Pneumovax vaccine, manufactured by Merck Sharp and Dohme, is provided free under the Australian government's National Immunisation Program for adults over 65 years old, Aboriginal and Torres Strait Islander people over 50 years old, Aboriginal and Torres Strait Islander peoples aged 15 to 49 years old who are tobacco smokers or who have certain medical conditions and for some children at high risk of invasive pneumococcal disease.

Pneumovax 23 is used to prevent a potentially life-threatening bacterial infection that can cause meningitis, pneumonia, sepsis and death.

Only a limited number of doses of the vaccine are required and they are given five years apart. This year there is a higher rate of reports of pain, swelling and soreness at the site where the vaccination has been given. These adverse events are well described in the product information accompanying the vaccine but there has been an increase in the rate of reports in 2011 compared to previous years that requires further investigation.

In March 2011 a cluster of 7 severe local injection site reactions was reported to the TGA by NSW Health and as a result a recall of the batch of Pneumovax implicated in these reactions was ordered by the TGA on 25 March 2011. Details of this were provided on the TGA website.

Following this recall the TGA has been working with all State and Territory health authorities to provide enhanced monitoring of rates of adverse reactions with the Pneumovax vaccine to assess whether the NSW reports were an isolated phenomenon related to that batch or whether there was a broader issue.

As of 14 April 2011 the TGA has received 173 reports of adverse reactions to Pneumovax, compared to 63 at a similar date in 2010 and 34 in 2009.

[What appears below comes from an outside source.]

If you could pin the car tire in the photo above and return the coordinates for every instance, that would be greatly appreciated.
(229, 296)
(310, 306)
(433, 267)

Analysis of these adverse reactions suggests that the largest number of reactions is occurring in people receiving their second five yearly dose of Pneumovax.

Further detailed analysis of case reports, adverse reaction databases and clinical trial data is required and will be undertaken by the TGA and the Australian Technical Advisory Group on Immunisation (ATAGI).

Until this analysis is complete, the TGA is recommending, as a precautionary measure, that patients do not receive a second dose of the Pneumovax vaccine.

State and Territory Health Departments, GP's, and Specialist groups have been contacted to advise their members of the need to avoid giving a second dose of Pneumovax to patients until further notice.

The TGA and ATAGI will issue further advice about the ongoing use of Pneumovax once a detailed analysis of these data is complete.

More detailed information can be found on the TGA website.